There will be some pretty strict limitations on when and how Cruise's driverless taxis will work. Not only will they be limited to 30 miles per hour, they will be restricted from highways, geo-fenced into areas that avoid downtown, restricted from driving in harsh weather such as heavy rain or fog, and will only be allowed to operate between the hours of 10 p.m. and 6 a.m. There were some concerns from local police and fire departments about safety, after incidents of self-driving Cruise test vehicles causing safety hazards, such as blocking a firetruck during a three-alarm fire and allowing passengers to exit the car in the middle of the street.

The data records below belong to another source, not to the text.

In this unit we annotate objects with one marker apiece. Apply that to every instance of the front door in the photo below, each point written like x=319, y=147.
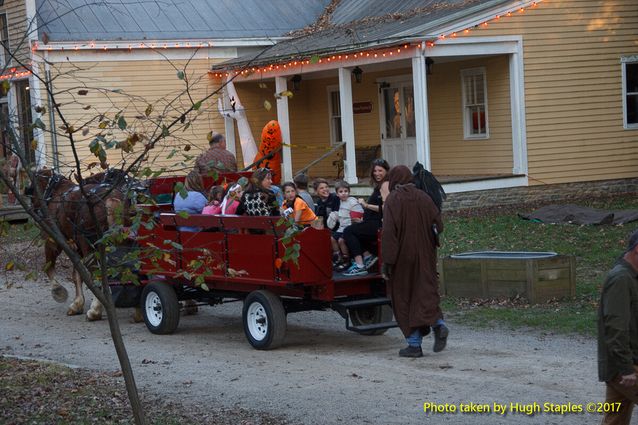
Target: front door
x=398, y=131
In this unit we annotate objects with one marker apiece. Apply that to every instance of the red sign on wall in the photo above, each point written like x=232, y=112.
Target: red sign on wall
x=362, y=107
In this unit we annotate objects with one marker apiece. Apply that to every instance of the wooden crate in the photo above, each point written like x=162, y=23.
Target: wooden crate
x=496, y=275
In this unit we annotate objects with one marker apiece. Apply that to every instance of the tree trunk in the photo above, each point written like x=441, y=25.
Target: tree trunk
x=125, y=363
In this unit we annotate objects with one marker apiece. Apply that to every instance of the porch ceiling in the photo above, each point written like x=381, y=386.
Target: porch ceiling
x=330, y=71
x=370, y=32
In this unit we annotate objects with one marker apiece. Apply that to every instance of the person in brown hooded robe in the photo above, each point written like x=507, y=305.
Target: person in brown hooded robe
x=411, y=222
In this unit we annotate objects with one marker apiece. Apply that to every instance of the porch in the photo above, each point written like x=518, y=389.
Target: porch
x=416, y=104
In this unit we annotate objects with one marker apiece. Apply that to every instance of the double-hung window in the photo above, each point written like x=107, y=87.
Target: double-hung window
x=4, y=37
x=474, y=84
x=336, y=135
x=630, y=91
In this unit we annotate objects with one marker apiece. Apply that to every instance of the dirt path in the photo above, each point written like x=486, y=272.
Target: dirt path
x=323, y=373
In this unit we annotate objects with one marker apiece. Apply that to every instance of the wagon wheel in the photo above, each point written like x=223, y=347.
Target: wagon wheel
x=160, y=308
x=264, y=320
x=371, y=316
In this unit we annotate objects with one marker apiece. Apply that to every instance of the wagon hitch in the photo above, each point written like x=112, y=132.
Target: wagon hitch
x=366, y=316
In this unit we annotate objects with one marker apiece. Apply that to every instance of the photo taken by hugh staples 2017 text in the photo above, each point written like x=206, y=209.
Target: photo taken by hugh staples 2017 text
x=519, y=408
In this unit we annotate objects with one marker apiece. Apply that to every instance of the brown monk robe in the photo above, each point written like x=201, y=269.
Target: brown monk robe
x=409, y=255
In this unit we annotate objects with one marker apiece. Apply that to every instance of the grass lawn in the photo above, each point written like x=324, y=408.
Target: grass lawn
x=596, y=249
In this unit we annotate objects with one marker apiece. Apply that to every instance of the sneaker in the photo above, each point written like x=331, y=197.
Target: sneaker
x=440, y=338
x=355, y=270
x=370, y=261
x=411, y=351
x=341, y=267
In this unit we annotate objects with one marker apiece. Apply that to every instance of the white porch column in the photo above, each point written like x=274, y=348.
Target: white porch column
x=347, y=124
x=36, y=100
x=422, y=121
x=284, y=123
x=517, y=102
x=229, y=126
x=34, y=84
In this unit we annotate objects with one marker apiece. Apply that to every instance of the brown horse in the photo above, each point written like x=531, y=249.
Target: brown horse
x=68, y=208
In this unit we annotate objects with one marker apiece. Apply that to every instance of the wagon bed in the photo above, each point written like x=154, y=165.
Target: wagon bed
x=240, y=258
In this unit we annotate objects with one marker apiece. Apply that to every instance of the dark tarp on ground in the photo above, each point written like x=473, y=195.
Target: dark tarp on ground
x=575, y=214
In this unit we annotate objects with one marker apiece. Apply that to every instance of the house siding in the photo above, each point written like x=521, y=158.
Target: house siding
x=153, y=82
x=17, y=30
x=451, y=154
x=573, y=87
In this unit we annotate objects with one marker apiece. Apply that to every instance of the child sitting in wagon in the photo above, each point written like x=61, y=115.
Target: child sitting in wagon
x=350, y=211
x=215, y=198
x=294, y=205
x=231, y=199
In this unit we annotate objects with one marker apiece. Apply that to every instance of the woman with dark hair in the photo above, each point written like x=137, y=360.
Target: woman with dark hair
x=364, y=233
x=327, y=201
x=409, y=240
x=194, y=201
x=258, y=199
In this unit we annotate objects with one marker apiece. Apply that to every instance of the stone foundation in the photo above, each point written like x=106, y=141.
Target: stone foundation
x=543, y=193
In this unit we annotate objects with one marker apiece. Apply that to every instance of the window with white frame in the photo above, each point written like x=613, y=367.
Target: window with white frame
x=336, y=136
x=4, y=37
x=474, y=83
x=630, y=91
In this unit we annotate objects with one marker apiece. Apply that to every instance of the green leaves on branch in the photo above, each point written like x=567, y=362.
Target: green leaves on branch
x=39, y=124
x=96, y=149
x=121, y=123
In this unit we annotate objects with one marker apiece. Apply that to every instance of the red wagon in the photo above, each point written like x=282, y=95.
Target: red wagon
x=242, y=256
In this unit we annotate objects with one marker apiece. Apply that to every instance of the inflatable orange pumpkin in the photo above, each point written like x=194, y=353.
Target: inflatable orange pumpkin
x=271, y=141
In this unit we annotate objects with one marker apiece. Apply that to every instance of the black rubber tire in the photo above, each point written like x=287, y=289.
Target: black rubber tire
x=162, y=300
x=264, y=319
x=370, y=316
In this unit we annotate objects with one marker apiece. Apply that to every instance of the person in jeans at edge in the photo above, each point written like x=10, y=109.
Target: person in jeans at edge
x=618, y=336
x=364, y=233
x=411, y=222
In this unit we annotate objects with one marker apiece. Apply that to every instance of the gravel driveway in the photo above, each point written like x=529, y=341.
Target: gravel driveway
x=323, y=374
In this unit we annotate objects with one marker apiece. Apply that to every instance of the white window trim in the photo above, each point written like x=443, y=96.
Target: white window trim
x=5, y=53
x=396, y=82
x=624, y=62
x=332, y=89
x=466, y=125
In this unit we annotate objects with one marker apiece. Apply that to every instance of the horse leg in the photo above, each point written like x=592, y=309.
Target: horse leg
x=51, y=252
x=77, y=306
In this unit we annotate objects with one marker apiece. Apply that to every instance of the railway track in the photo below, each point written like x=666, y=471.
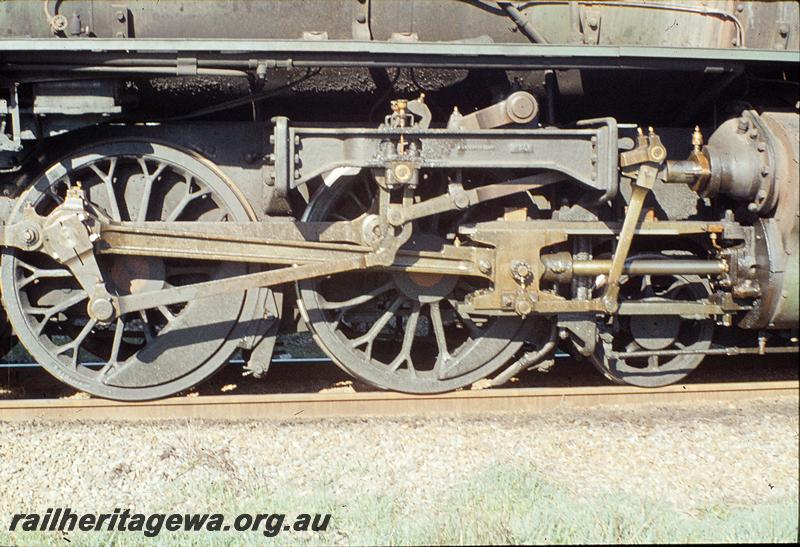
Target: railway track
x=331, y=405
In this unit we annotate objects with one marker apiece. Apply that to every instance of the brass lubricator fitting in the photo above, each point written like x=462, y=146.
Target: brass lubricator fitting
x=694, y=171
x=738, y=161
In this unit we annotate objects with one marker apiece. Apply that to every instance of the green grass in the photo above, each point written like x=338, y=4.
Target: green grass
x=502, y=506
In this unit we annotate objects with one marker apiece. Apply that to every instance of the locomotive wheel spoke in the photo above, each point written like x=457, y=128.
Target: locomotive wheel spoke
x=655, y=333
x=390, y=328
x=155, y=352
x=358, y=300
x=408, y=340
x=75, y=345
x=108, y=183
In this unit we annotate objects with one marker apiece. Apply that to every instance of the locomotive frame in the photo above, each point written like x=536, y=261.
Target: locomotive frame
x=459, y=246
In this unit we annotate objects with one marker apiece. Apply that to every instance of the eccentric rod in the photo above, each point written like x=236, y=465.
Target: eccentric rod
x=562, y=268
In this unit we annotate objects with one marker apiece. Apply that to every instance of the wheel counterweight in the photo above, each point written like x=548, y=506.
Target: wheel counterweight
x=156, y=352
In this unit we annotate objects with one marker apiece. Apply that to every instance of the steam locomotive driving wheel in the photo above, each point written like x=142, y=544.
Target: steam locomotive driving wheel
x=399, y=330
x=655, y=350
x=155, y=352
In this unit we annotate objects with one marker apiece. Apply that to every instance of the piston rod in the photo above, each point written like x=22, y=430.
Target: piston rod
x=561, y=268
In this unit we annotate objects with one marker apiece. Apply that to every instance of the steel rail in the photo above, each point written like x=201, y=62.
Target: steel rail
x=350, y=405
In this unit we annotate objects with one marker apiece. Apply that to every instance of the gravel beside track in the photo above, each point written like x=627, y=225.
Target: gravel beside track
x=692, y=456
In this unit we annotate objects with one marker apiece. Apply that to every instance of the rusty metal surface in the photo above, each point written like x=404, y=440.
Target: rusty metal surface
x=291, y=407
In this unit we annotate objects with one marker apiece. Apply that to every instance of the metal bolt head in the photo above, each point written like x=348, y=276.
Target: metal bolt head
x=743, y=125
x=29, y=236
x=523, y=307
x=101, y=309
x=402, y=172
x=522, y=270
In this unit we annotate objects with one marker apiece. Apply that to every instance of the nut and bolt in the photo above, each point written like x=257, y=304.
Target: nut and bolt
x=29, y=236
x=523, y=307
x=101, y=309
x=744, y=125
x=402, y=172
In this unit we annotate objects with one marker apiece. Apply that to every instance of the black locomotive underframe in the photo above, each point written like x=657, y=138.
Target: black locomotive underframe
x=586, y=155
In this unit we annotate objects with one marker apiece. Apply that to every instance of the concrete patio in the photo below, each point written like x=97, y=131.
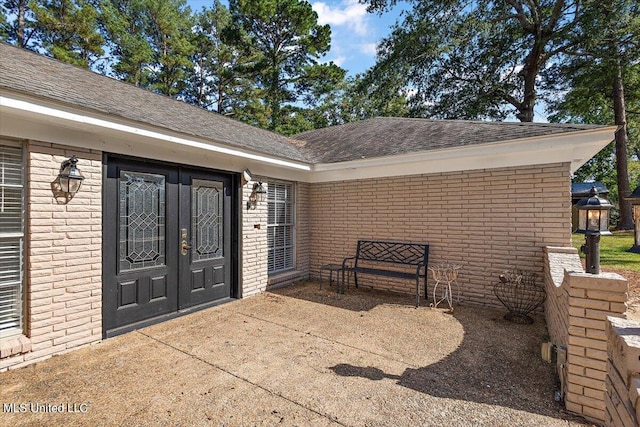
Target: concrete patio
x=300, y=355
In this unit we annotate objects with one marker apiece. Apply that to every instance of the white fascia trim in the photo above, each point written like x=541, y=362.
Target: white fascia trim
x=571, y=147
x=92, y=121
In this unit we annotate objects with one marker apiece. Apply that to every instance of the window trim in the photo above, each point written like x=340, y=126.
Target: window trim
x=21, y=238
x=291, y=224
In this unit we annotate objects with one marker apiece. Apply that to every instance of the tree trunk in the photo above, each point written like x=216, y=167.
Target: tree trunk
x=626, y=216
x=22, y=9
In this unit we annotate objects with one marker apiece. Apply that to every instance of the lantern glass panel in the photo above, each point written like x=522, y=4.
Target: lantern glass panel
x=582, y=219
x=593, y=220
x=64, y=184
x=604, y=220
x=636, y=216
x=74, y=185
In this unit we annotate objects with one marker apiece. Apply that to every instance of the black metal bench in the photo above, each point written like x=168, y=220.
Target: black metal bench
x=375, y=255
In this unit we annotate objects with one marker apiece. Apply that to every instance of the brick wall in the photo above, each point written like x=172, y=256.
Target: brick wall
x=63, y=271
x=254, y=244
x=623, y=373
x=576, y=313
x=486, y=220
x=558, y=259
x=302, y=229
x=255, y=251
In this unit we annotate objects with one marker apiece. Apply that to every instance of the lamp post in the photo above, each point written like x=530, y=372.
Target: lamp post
x=634, y=198
x=593, y=221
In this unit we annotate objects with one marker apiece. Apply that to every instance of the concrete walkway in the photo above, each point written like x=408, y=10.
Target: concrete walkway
x=299, y=356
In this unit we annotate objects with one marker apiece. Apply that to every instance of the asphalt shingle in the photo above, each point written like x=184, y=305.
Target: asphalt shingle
x=35, y=75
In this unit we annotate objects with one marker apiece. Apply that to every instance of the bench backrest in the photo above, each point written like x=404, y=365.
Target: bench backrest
x=393, y=252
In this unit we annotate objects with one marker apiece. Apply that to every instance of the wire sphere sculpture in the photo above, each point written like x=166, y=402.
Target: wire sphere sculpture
x=518, y=292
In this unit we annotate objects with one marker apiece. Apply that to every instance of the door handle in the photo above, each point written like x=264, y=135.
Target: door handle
x=184, y=246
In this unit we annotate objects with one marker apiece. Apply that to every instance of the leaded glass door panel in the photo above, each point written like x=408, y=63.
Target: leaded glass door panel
x=140, y=250
x=167, y=242
x=205, y=213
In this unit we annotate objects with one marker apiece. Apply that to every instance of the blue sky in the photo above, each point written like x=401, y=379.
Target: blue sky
x=354, y=32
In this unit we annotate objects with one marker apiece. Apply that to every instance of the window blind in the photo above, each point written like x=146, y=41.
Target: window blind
x=11, y=238
x=280, y=226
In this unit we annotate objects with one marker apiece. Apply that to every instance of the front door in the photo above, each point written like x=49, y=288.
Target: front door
x=166, y=243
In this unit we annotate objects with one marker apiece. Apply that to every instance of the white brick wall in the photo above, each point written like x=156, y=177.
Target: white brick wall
x=254, y=244
x=486, y=220
x=63, y=271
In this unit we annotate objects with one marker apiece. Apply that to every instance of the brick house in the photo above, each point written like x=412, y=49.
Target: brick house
x=164, y=224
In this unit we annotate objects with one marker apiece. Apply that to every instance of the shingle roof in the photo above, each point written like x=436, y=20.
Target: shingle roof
x=25, y=72
x=582, y=189
x=29, y=73
x=387, y=136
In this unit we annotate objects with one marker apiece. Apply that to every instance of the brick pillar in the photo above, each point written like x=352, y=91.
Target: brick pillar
x=254, y=244
x=591, y=299
x=623, y=375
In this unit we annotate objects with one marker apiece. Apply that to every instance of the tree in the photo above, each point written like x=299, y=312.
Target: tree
x=125, y=25
x=18, y=30
x=352, y=100
x=221, y=70
x=289, y=41
x=151, y=42
x=68, y=30
x=597, y=76
x=482, y=59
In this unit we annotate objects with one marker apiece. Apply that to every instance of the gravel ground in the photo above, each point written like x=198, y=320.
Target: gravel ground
x=301, y=356
x=633, y=277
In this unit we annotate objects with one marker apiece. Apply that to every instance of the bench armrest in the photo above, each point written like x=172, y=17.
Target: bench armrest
x=345, y=261
x=420, y=267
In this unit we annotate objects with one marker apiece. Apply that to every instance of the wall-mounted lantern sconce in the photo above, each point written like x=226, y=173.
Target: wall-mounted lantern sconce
x=70, y=178
x=258, y=195
x=634, y=198
x=246, y=176
x=593, y=222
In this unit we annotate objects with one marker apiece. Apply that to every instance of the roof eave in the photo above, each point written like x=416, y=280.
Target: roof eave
x=568, y=147
x=64, y=125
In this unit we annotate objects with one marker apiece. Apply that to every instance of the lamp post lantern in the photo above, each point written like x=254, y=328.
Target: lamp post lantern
x=634, y=198
x=593, y=221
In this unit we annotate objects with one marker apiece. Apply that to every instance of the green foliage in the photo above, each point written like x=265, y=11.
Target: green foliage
x=19, y=29
x=607, y=51
x=461, y=60
x=150, y=41
x=218, y=74
x=68, y=30
x=614, y=253
x=288, y=40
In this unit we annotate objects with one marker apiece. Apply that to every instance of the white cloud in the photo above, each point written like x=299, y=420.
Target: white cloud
x=349, y=13
x=368, y=48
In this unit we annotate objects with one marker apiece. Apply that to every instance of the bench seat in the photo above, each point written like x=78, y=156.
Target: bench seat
x=397, y=254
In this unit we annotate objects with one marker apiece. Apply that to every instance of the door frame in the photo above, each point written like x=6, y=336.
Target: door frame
x=236, y=239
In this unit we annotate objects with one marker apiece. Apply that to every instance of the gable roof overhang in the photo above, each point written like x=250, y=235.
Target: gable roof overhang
x=572, y=147
x=32, y=118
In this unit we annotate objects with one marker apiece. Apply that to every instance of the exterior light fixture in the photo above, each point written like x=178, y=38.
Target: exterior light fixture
x=70, y=178
x=258, y=195
x=634, y=198
x=246, y=176
x=593, y=222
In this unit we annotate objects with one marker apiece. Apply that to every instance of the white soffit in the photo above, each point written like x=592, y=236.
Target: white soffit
x=52, y=123
x=82, y=122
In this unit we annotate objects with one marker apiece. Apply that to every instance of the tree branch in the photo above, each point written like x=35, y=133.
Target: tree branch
x=521, y=16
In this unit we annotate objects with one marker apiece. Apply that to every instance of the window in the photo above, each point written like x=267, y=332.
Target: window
x=11, y=238
x=280, y=225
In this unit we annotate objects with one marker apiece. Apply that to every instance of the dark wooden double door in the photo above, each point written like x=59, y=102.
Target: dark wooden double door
x=166, y=242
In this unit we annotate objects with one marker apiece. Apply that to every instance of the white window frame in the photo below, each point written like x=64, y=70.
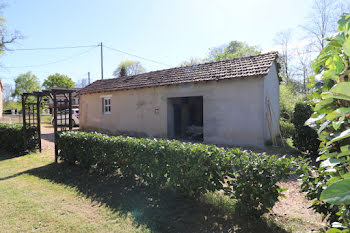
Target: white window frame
x=106, y=104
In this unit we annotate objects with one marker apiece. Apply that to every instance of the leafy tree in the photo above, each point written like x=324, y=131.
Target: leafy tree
x=26, y=83
x=7, y=93
x=283, y=39
x=331, y=120
x=6, y=38
x=82, y=83
x=127, y=68
x=322, y=21
x=123, y=71
x=13, y=105
x=58, y=80
x=234, y=49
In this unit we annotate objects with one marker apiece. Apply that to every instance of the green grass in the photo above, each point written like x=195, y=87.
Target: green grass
x=36, y=204
x=39, y=195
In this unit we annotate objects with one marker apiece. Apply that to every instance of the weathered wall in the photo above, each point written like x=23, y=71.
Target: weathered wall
x=232, y=110
x=271, y=89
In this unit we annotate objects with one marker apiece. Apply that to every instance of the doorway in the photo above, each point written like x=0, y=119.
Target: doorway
x=185, y=118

Another recent incident saw a self-driving Cruise car stop unexpectedly, causing a cyclist to crash into it, sustaining injuries. The cyclist's lawsuit was settled out of court, last month. There were also incidents where Cruise vehicles were unable to drive outside of lane markings, which caused issues with parked trucks or cyclists on the side of the road. However, Cruise has apparently fixed all of those issues well enough for the CPUC board to approve its permit.

While there are still questions surrounding how a completely driverless car can respond to unpredictable human behavior, Cruise's cars apparently lean toward caution. Cruise claims its vehicles are programmed to understand the unpredictability of human drivers and drive incredibly defensively.

We're likely still a long way from fully-functioning driverless taxis, which are able to drive everywhere and anywhere entirely on their own. However, this is the first of many steps to reach that point and San Francisco residents should be able to partake in some of the city's first official robo-taxi rides in just a few weeks.